Experimental Realization of a Metamaterial Detector Focal Plane Array

We present a metamaterial absorber detector array that enables room-temperature, narrow-band detection of gigahertz (GHz) radiation in the $S$ band (2–4 GHz). The system is implemented in a commercial printed circuit board process and we characterize the detector sensitivity and angular dependence. A modified metamaterial absorber geometry allows for each unit cell to act as an isolated detector pixel and to collectively form a focal plane array . Each pixel can have a dedicated microwave receiver chain and functions together as a hybrid device tuned to maximize the efficiency of detected power. The demonstrated subwavelength pixel shows detected sensitivity of $-77\mathrm{dBm}$, corresponding to a radiation power density of $27\mathrm{nW}/{\mathrm{m}}^2$, with pixel to pixel coupling interference below $-14\mathrm{dB}$ at 2.5 GHz.

Figure 1

System architecture of our metamaterial microwave power detector array. (a) Radiation is incident from port 1 with electric field polarization as depicted. A schematic of the full device is shown (exploded view) and the layers shown from top to bottom are the ELC, Rogers dielectric spacer, patterned ground plane, and microwave power receiver circuit. (b) Photo of an individual pixel, i.e., an ELC unit cell with dimensions of $a=27.3$, $l=24$, $w=3.5$, and $g=4$; all in millimeters. (c) Photo of the circuit layer with vias indicated.

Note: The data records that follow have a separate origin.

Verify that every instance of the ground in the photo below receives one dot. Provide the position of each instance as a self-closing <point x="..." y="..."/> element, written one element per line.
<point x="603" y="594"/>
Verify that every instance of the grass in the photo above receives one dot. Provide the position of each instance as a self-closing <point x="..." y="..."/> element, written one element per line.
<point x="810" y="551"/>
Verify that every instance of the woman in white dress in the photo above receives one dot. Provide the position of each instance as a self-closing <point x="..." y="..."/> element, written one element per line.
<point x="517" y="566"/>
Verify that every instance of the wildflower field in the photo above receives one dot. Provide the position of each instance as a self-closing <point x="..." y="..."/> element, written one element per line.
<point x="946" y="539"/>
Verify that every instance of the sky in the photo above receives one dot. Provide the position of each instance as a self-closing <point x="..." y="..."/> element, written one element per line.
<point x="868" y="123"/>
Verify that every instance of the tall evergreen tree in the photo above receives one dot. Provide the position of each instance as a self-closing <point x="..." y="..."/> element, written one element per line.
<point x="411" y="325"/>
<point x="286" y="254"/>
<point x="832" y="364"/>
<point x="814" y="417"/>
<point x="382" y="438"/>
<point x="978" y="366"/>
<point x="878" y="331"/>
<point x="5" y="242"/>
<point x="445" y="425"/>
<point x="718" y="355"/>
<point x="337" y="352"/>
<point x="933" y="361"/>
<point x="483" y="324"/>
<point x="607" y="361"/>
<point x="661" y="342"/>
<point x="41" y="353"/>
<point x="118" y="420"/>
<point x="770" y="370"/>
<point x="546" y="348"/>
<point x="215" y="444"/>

The vias transport the received signal (port 3) to the microwave power receiver circuit underneath each unit cell where the different highlighted regions are: (I) balun, (II) impedance matching circuit, (III) low noise amplifier, and IV) microwave power detector.

Figure 2

Numerical simulations of the metamaterial absorber. (a) Simulated results of the free space reflection ($S_{11}$ dashed gray curve, blue), transmission ($S_{31}$ gray curve, green), and reflection coefficient ($S_{33}$ black curve, red). Simulated current densities (b) and electric field magnitude (c) shown directly underneath the ELC (left) and above the ground plane (right) at the simulated design frequency of 2.0 GHz.

Figure 3

Experimental measurements in anechoic chamber for the center pixel on the MMA-FPA. (a) $S$-parameter data shows the reflection coefficient ($S_{33}$ black curve, red) and the transmission ($S_{31}$ gray curve, green) with the dashed gray line at 2.5 GHz the frequency for sensitivity and off-angle measurements. (b) Mutual coupling (MC) between neighboring metamaterial pixels located parallel (light gray curve, gold), perpendicular (black curve, blue), and diagonal (gray curve) with respect to the electric field polarization. (c) Sensitivity characterization with the output of microwave power detector of single pixel as function of incident power, and is sensitive as indicated by dashed red line down to $-77\mathrm{dBm}$ at 2.5 GHz.

Figure 4

Off-angle performance characterization of the MMA-FPA at 2.5 GHz for both the electric field vector perpendicular (TE) and parallel (TM) to the floor of the chamber. The ELC resonators are characterized for the correct polarization ($E$-field perpendicular the split gap), shown for both TE (gray curve, gold) and TM (black curve, blue). The cross polarization (E-field parallel to the gap) are both 20 dB lower than that of the correct polarization, shown for TE (gray curve, green) and TM (black curve, red).